Here in North America, the most understood butterfly is the monarch. The monarch is the only butterfly known to make a two-way migration, and they’re the only species to migrate such a vast distance. Since the life expectancy of a typical adult monarch is measured in just weeks and the thousands of miles traveled during a two-way migration is measured in months, it can take up to five generations of butterflies to make the round-trip. Each generation has only a small window of time to cover a great distance and fulfill its part in an astonishing journey.

So, you’re probably wondering why I think this phenomenon relates to us? Well, it’s not just the fact that they like to migrate south during the winter months for the warmer weather. The monarchs know it’s about the survival of their own species. The monarch migration tells us a story about how playing our part really matters and how we ought to pursue a meaningful journey that continues beyond our lifetime. I guess you can say this is the monarchs’ way of paying it forward. For them, it comes naturally. It’s in their DNA.

But unlike the monarchs, humans can make a choice. We can simply live in the present and enjoy the accomplishments of previous generations, or we can take actions toward outcomes that go beyond ourselves. This can only be achieved by having a shared vision and a commitment from others to work toward a destination — whatever that destination may be.

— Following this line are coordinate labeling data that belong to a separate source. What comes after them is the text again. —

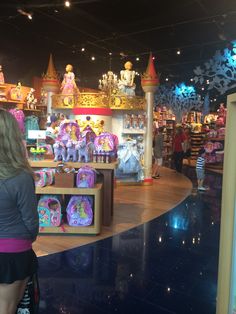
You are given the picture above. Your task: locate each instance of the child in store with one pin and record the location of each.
(200, 169)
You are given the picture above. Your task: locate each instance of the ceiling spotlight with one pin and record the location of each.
(22, 12)
(67, 4)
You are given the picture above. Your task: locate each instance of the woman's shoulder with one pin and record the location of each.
(21, 177)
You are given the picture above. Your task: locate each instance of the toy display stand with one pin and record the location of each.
(95, 228)
(107, 193)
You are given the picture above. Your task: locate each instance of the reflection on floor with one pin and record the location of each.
(167, 265)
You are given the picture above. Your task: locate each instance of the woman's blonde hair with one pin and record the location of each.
(12, 150)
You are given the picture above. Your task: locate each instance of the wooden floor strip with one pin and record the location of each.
(133, 205)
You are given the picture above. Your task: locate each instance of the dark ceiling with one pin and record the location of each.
(127, 29)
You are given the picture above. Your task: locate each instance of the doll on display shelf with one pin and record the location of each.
(141, 121)
(222, 114)
(134, 121)
(126, 83)
(2, 80)
(31, 100)
(68, 85)
(127, 121)
(54, 212)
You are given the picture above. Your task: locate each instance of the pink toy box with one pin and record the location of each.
(79, 211)
(49, 210)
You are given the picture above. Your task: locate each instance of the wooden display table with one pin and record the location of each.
(65, 228)
(106, 169)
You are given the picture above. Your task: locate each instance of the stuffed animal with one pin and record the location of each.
(59, 151)
(82, 150)
(71, 151)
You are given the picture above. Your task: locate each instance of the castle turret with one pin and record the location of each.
(149, 82)
(50, 83)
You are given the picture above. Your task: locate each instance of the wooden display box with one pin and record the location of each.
(64, 180)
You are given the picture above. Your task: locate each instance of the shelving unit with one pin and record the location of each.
(65, 228)
(217, 164)
(168, 133)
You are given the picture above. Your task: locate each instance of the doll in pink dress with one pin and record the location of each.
(2, 80)
(68, 85)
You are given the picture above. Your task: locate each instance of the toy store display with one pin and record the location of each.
(58, 214)
(130, 157)
(80, 211)
(134, 123)
(49, 210)
(20, 118)
(197, 141)
(214, 146)
(74, 145)
(163, 117)
(85, 177)
(80, 214)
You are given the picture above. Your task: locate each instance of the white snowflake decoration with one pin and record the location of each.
(179, 98)
(219, 72)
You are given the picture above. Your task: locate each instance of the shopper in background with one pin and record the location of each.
(200, 169)
(18, 216)
(187, 145)
(157, 152)
(179, 144)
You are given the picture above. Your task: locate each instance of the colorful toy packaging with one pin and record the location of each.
(49, 210)
(40, 178)
(44, 177)
(104, 142)
(79, 211)
(85, 177)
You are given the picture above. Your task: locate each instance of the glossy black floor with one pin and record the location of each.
(168, 265)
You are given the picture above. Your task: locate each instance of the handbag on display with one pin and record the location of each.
(29, 304)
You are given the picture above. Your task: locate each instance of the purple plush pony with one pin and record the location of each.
(59, 151)
(71, 151)
(82, 150)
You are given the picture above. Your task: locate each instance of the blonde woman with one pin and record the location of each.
(18, 216)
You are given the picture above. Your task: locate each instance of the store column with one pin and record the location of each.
(226, 291)
(149, 83)
(50, 84)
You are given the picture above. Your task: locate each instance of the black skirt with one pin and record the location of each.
(17, 266)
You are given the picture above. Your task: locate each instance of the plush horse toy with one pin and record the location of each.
(59, 151)
(82, 151)
(71, 151)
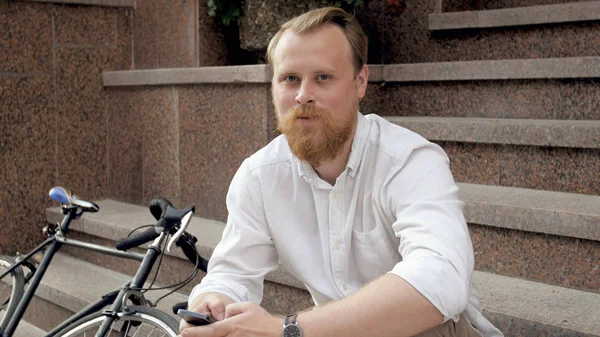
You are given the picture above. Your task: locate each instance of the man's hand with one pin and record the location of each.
(210, 304)
(241, 320)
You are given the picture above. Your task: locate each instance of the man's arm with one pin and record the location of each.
(431, 283)
(246, 252)
(388, 306)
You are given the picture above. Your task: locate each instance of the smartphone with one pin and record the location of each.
(194, 318)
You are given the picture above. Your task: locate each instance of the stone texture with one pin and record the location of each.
(282, 300)
(545, 14)
(556, 133)
(551, 307)
(143, 145)
(81, 129)
(563, 214)
(474, 163)
(28, 156)
(209, 157)
(212, 39)
(459, 5)
(165, 34)
(408, 40)
(517, 327)
(543, 168)
(123, 57)
(553, 169)
(556, 260)
(231, 74)
(93, 28)
(105, 3)
(52, 106)
(26, 39)
(528, 99)
(160, 134)
(125, 151)
(574, 67)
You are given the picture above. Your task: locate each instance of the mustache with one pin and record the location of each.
(306, 112)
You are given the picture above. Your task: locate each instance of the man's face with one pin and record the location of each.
(316, 92)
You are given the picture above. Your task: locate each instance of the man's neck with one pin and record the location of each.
(332, 169)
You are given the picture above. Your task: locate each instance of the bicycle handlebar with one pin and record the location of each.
(141, 238)
(158, 207)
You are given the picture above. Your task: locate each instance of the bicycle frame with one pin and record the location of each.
(53, 245)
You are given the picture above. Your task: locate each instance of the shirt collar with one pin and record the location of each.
(361, 134)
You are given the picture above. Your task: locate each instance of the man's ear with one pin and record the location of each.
(362, 79)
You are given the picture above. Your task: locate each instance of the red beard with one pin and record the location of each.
(322, 139)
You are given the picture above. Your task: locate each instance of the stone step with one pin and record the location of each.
(518, 307)
(556, 155)
(71, 284)
(25, 329)
(522, 308)
(557, 88)
(102, 3)
(543, 236)
(516, 16)
(535, 132)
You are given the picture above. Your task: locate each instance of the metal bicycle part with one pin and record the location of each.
(11, 290)
(138, 321)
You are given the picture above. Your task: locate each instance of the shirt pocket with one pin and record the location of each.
(372, 253)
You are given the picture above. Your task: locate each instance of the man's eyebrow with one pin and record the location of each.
(325, 70)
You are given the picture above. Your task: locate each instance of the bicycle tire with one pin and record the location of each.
(11, 290)
(88, 326)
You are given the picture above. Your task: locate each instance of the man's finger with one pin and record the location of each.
(235, 309)
(217, 308)
(217, 329)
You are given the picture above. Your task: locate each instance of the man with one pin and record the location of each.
(365, 213)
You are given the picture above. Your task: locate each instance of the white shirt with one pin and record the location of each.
(395, 209)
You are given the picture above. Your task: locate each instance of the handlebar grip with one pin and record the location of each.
(158, 207)
(138, 239)
(192, 254)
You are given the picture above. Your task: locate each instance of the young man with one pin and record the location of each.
(365, 213)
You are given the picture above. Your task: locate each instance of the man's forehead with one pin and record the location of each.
(326, 41)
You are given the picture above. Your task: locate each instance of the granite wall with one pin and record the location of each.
(403, 36)
(160, 145)
(53, 108)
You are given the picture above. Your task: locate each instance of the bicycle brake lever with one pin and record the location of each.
(184, 223)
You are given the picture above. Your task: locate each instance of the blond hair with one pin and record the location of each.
(323, 16)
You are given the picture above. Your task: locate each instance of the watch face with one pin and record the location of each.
(292, 331)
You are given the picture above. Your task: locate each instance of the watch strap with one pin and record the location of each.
(290, 319)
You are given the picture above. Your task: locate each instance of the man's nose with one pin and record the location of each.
(306, 93)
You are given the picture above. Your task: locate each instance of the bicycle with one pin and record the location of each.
(123, 310)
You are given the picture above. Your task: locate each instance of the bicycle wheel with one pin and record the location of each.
(11, 290)
(144, 322)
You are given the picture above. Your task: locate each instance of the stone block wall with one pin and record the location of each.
(183, 143)
(53, 109)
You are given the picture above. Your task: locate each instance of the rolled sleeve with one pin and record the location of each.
(246, 252)
(437, 253)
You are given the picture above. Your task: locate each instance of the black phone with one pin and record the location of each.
(194, 318)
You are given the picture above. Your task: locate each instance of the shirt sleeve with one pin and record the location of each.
(436, 249)
(246, 252)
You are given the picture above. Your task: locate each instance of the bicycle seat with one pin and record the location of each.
(64, 196)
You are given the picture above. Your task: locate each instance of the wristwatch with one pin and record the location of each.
(291, 327)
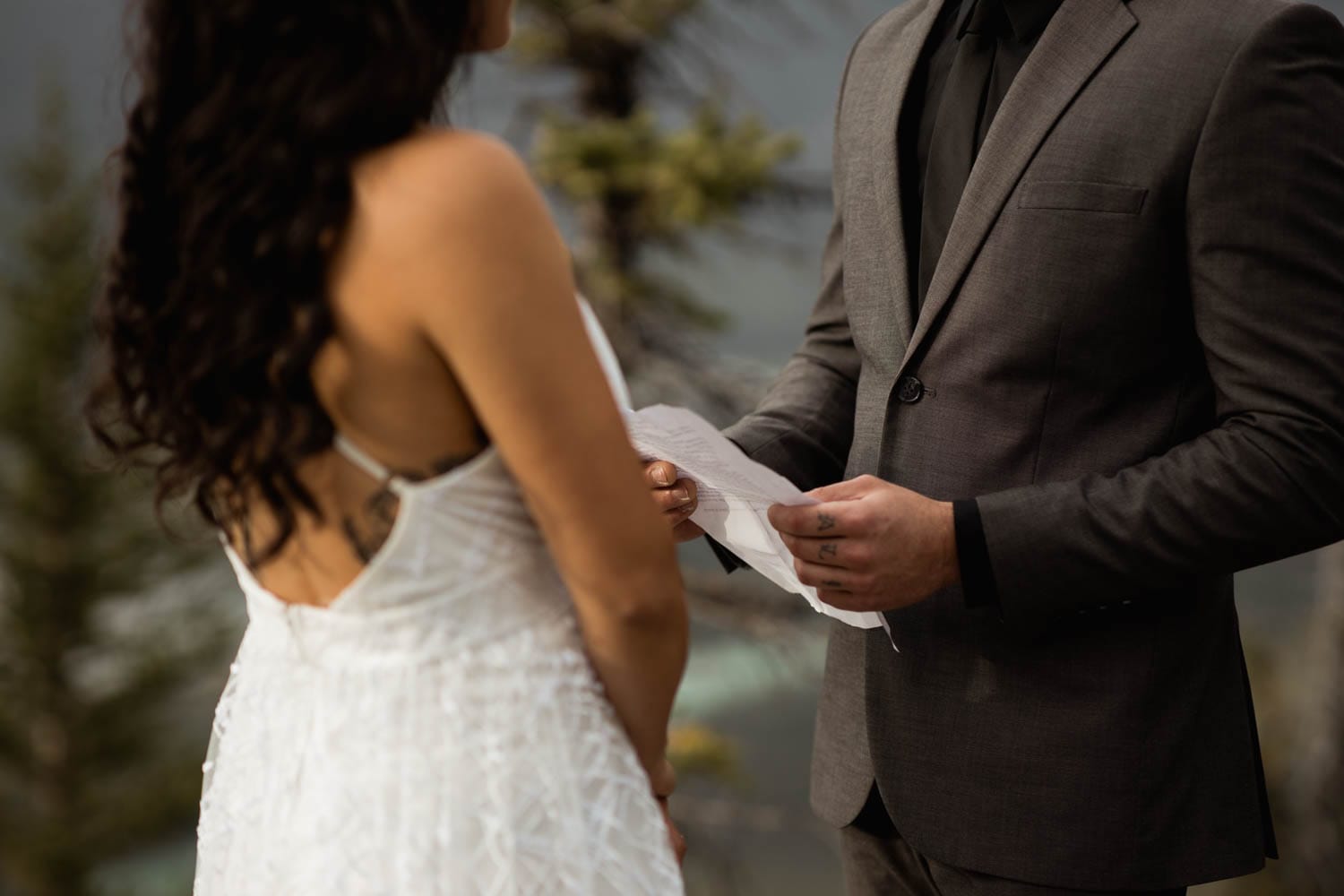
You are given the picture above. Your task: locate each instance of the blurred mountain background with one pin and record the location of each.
(746, 711)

We’ve come a long way since that first generation of veterans with spinal-cord injuries came home after World War II. They initiated our great migration. And over the past 75-plus years, every subsequent generation has resisted its own version of status quo, which is why we enjoy the quality of life that we have today.

We can’t allow the work of those past generations to be in vain, so continuing their collective effort is paramount. Like the story of the monarchs, every generation has only a small window of time to cover a great distance, and we must all fulfill our part in this astonishing journey.